Tate’s recent stay in a psychiatric hospital and his exposure to DBT (Dialectical Behavior Therapy) provide a grounded counterpoint to the story’s supernatural undercurrents. His sister Sylvia’s final revelations about their family’s ability to see spirits blur the line between psychological distress and paranormal inheritance. The book uses Tate’s flickering peripheral visions not merely as eerie embellishments but as a device to interrogate how trauma alters perception—and how belief can become both a comfort and a destabilizing force.
Parallel to Tate’s journey is Wren, a local innkeeper whose life has been shaped by her own quiet battles. Her grief, isolation, and faltering confidence create a portrait of someone who is outwardly capable yet internally adrift. The pandemic’s impact on her business and relationships adds a contemporary layer that feels emotionally authentic, even when her timeline becomes difficult to track. Her connection with Tate forms the emotional core of the story, though the extended focus on their early interactions occasionally slows the pacing.
The novel’s blend of supernatural mystery and romantic tension evokes the atmospheric storytelling of M. Night Shyamalan, while the emotional stakes and tragic undertones echo the sensibilities of Nicholas Sparks. This combination creates a narrative that is both suspenseful and tender, with an ending that resists predictability even when certain twists can be anticipated.
The audiobook’s dual narration enhances the experience. Ari Fliakos brings a textured, slightly gravelly tone to Tate’s perspective without overplaying female voices, while Julia Whelan delivers a warm, steady performance that suits Wren’s introspective nature.
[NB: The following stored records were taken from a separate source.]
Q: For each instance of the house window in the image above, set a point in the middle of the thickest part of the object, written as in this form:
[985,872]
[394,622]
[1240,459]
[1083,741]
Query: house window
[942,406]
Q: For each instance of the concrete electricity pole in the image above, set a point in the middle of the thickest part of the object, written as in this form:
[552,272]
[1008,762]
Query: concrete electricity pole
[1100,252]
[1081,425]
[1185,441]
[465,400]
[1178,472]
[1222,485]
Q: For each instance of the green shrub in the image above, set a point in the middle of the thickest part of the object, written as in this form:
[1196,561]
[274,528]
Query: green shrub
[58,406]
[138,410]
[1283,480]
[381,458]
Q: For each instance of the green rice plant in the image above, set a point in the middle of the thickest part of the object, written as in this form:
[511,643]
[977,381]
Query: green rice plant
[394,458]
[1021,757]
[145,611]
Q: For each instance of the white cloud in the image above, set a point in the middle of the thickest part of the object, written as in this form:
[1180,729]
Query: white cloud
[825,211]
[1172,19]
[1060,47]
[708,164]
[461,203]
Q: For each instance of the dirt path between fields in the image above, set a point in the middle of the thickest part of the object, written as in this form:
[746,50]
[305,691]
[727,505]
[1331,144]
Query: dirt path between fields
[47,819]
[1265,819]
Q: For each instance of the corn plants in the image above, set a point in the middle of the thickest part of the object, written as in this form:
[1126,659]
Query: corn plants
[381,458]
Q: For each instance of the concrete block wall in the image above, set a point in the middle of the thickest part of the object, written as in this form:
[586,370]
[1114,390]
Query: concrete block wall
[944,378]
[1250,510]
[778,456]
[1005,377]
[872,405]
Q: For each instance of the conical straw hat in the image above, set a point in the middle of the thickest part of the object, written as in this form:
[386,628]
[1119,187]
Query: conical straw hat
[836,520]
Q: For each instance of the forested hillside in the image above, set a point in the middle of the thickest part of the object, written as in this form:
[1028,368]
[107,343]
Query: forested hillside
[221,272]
Their contrasting styles help delineate the characters’ inner worlds and maintain engagement throughout.
This story succeeds in weaving together grief, romance, and the supernatural into a compelling, emotionally layered narrative. While some structural elements—particularly Wren’s timeline and the prolonged early character bonding—can feel uneven, the novel’s atmosphere, character depth, and thematic ambition make it a rewarding experience. The audiobook narration further elevates the material, offering a thoughtful and immersive interpretation of the dual perspectives.